Huh this is quite a debate. I'm not going to try to quote because it's just too involved at this point.
My viewpoint on how-much-can-we-blame-on-Hojo is that, based on the one reminiscence to his childhood we get from Sephiroth, Hojo was a major presence in his formative years and he was emotionally abusive. I'm not sure Hojo
can interact with people without being emotionally abusive, but obviously it's worse for a small child.
It's not
normal for a caretaker's reaction to a phrase like 'mysterious power' being insufficiently scientific to be such intense rage that you're still vaguely traumatized by the memory like twenty years later, after fighting a war. (It's also not normal to reminisce out loud about it to near-strangers; OG Sephiroth definitely seemed to already be cracking up on the way to the reactor.)
Gast was pompous and had poor judgment and less than stellar ethics, but he clearly had a self-image that wasn't compatible with being intentionally cruel; whether he was much 'better' in some absolute sense is irrelevant to the fact that Sephiroth clearly
felt he had reason to pine for him, having been abandoned to Hojo.
Of course, even if Hojo hadn't been around Sephiroth would have been raised within Shinra's corporate culture, which is still pretty toxic, but Hojo
having regular access to if not control over him as a child is one of many reasons it's easy to pity pre-Nibel Sephiroth, especially after you see more of him in CC and determine he was kind of clueless a lot of the time and not actively malicious.
(I always wish Aerith had talked a little about her childhood. She had Ifalna, of course, and having someone you know loves you even if they can't protect you much can make all the difference in the world, and then she got out while she was still a child, but Hojo had her from infancy, too. I really wish we had any of her perspective at all on...anything in her life. Other than Tseng.)

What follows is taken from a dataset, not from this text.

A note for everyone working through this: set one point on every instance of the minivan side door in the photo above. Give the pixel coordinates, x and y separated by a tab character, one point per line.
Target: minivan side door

Genesis doing most of the same things Sephiroth goes on to do, to people who care about him, without being nearly as crazy, does seem to have been intended to make Sephiroth look better, especially since after Crisis Core a lot of Sephiroth's early stages of insane look like he's taken Genesis as a role model, like 'what does defying the Company for higher purpose look like? right, murder town.'
However, Sephiroth goes out of his way to be awful based on really cruddy reasoning after he snaps, and honestly it's the petty mind games as much as the actual crimes that make me utterly unsympathetic to Sephiroth-as-villain, because they show he knows
exactly what he's doing and that other people will suffer for it, and in some cases at least actively
enjoys the suffering.
And just...I'm seeing a conflation in this thread of 'feeling sorry for' and 'excusing.' You can pity without exculpating.
And as far as the debate about him needing love...honestly, that
is the impression the story gives. His fragility was definitely founded in part on isolation, and however his breakdown progressed exactly, the delusion that Jenova loved him was definitely a factor. But--and I say this with the most intense disrespect for whoever was being a misogynistic ass about fangirls further up the thread--it's not exactly the kind of isolation that's easy to break; it's not that there were no volunteers in-universe, after all. Just no one he could take seriously.
This is an arrogant, unsociable individual with immense trust issues--if Zack had been more persistently friendly over a longer period, maybe he could have made a difference, and maybe he couldn't. If Genesis hadn't been a prick, maybe he and Angeal could have. If Lucretia had come to different conclusions about which battles it made sense to fight and how safe other people were around her, maybe she could have found a way to be in his life and made the difference. Or maybe the people who think Sephiroth was the real puppet have the right of it, and there was absolutely nothing anyone could have done. Who the hell knows.
There are a ridiculous number of factors here, but without even having clarity on basic elements like 'how much psychic pressure if any was Jenova exerting on Sephiroth in Nibelheim?' we can't come to any secure conclusions.